Ivan followed the highway that ran straight north of town till we reached a gravel crossroad and he turned east, going fast on the gravel, gravel and snow, the sound of the tires changing as soon as we left the pavement, a dismal wail. Flat prairie stretched ahead of us, and the occasional farm, outbuildings huddled under a thin, white shroud. After a few kilometres I saw the McCauley place ahead of us and knew what it was without Ivan saying a word. The yard was set back from the road the length of a city block, a line of Manitoba maples on either side of the yard, their trunks thick and dark even in the noonday sun. Most of the bigger branches were down, some of them split in two and dragging on the ground though still attached to the trunk, everywhere around them a snarl of broken limbs. Between the rows of Maples was a caragana hedge that looked as if it hadn’t been trimmed in years, the branches wild and tangled, in places stretching a dozen feet into the air.
Ivan pulled onto the side road and stopped the car. From a fence-post right beside the car, a hawk rose into the air, wings beating for an instant, then falling still and silent as it glided toward the McCauley place. It was stupid as hell — I know it was — but I shuddered when I saw the hawk.
“There,” said Ivan, and pointed at the field. Perhaps two dozen metres into the field, an irregular orange rectangle was painted on the snow, fluorescent orange. I’d been looking at the hawk and hadn’t seen it. Spray paint, I thought. Ivan left the car running and we walked into the stubble field, the crust of snow snapping with every step we took, the sun above us almost lost in cloud now, our shadows like dim ghosts moving across the field. There were lines of footprints leading forward, and just as many going back the other way, then a mass of prints in a circle around the orange rectangle which was broken in places where someone had stepped. There were fewer prints inside the circle. We stopped before the paint, hesitant to take another step, as if this were sacred ground where no one dared trespass.
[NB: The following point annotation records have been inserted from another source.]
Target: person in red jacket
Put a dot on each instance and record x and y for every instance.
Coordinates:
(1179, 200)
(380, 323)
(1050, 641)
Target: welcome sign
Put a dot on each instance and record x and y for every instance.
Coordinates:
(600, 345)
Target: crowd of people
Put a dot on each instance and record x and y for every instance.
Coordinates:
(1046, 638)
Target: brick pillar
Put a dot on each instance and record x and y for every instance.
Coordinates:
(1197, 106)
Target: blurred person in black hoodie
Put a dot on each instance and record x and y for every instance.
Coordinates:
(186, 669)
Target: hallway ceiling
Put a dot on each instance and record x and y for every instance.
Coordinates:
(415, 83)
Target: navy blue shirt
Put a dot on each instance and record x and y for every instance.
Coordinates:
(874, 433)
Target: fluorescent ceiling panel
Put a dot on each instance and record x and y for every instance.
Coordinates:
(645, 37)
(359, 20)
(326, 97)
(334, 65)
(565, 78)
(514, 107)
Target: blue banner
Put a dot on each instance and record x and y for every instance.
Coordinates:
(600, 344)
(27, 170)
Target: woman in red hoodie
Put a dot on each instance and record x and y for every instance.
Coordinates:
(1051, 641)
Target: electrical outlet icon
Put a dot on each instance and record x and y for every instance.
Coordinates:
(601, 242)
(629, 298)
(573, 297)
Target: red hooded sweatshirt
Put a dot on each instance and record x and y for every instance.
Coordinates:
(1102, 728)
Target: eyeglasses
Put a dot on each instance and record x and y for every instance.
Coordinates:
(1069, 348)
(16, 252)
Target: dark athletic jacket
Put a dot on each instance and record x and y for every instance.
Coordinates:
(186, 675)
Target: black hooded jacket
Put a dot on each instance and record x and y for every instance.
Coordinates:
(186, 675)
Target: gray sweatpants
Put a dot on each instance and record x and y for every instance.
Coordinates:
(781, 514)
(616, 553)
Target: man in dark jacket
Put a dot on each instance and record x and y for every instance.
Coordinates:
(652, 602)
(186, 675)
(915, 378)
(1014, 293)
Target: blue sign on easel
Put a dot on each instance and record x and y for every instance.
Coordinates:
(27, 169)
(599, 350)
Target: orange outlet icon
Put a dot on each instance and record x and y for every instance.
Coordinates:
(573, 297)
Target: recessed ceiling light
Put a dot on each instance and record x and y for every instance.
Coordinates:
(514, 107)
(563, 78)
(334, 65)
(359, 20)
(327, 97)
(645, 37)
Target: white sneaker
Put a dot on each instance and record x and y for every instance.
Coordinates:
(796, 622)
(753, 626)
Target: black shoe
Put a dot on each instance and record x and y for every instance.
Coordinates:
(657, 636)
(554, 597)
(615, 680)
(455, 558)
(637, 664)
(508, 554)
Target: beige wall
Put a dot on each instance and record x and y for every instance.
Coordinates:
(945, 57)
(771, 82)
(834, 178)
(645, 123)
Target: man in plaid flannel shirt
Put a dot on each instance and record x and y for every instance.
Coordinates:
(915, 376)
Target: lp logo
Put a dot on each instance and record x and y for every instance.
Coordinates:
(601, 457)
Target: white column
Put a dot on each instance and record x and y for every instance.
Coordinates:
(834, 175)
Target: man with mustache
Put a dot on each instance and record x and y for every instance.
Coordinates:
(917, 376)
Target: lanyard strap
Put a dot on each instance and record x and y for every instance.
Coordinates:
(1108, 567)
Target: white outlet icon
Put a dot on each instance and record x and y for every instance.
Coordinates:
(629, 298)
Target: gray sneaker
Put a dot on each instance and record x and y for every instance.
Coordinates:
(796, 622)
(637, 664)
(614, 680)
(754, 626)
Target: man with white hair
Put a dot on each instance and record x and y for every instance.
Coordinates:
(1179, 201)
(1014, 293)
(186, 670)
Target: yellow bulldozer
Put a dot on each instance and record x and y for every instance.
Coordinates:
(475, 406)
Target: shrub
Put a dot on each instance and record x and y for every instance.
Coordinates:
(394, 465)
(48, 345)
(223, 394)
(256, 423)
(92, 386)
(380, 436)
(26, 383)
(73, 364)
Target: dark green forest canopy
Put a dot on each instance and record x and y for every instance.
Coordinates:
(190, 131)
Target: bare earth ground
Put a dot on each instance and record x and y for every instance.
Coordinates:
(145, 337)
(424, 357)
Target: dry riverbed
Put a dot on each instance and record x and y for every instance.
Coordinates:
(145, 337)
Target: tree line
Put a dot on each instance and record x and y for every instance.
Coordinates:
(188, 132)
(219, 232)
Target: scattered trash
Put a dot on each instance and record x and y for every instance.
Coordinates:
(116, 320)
Blighted sunlight, wind beginning to rise, wisps of snow lifting, gathering on the flattened crust, sifting through broken stalks of wheat.
There, where she had lain.
“Poor Anna,” said Ivan.
My eyes were damp. I felt myself moving backward, was afraid I’d start to run.
“Yeah, let’s go.” Ivan, too, had seen enough.
We hurried back to the car. I could feel my shoulders shaking inside my jacket and hoped he wouldn’t notice.
I was still shivering in the warm car.
“Sure as hell,” said Ivan, “they wouldn’t have done it there.”
“They?” My body jerked against the seat.
“Whoever — I don’t know.” He glowered at me. “Nobody’s going to beat her up out there — where any car coming along would see them.” He gestured toward the farm yard. “Behind those trees, that’ll be the place.”
He drove slowly along the narrow road, which was thick with weeds and grass, but not thick enough to prevent you from seeing that other cars had taken the same route. As we passed the caragana hedge, the car bounced beneath us.
“Ditch,” said Ivan. “Somebody dug it right across the road to keep people out. Kids must’ve filled it in years ago.”
Beyond the hedge the yard was full of swaying grass rising at least a metre above the snow, but here and there were tracks where cars had pulled off the road, patches where the grass was trampled down. High on the branch of a broken maple I thought I saw a shadow move. In one corner of the yard, a ring of snow-covered rocks marked an abandoned firepit. Near them, barely visible through the swaying grass, orange paint outlined an awkward circle.
Ivan swung his door open, got out of the car, swung the door shut again. I watched him step toward the circle. Wondered why I was just sitting here, watching him go. Finally, I dragged myself out of the car and followed him to the circle’s edge. Here the grass was trampled, the crust of snow beaten down, but there was no sign of blood. From the edge of the circle, uneven footprints laid down a crooked trail through a break in the maples and out into the stubble field. The trail of someone staggering. Half a kilometre in the direction Anna had taken, smoke rose from the farmhouse she must have seen and tried to reach. Where the trail began, here in the heart of the circle, the snow was stained with urine.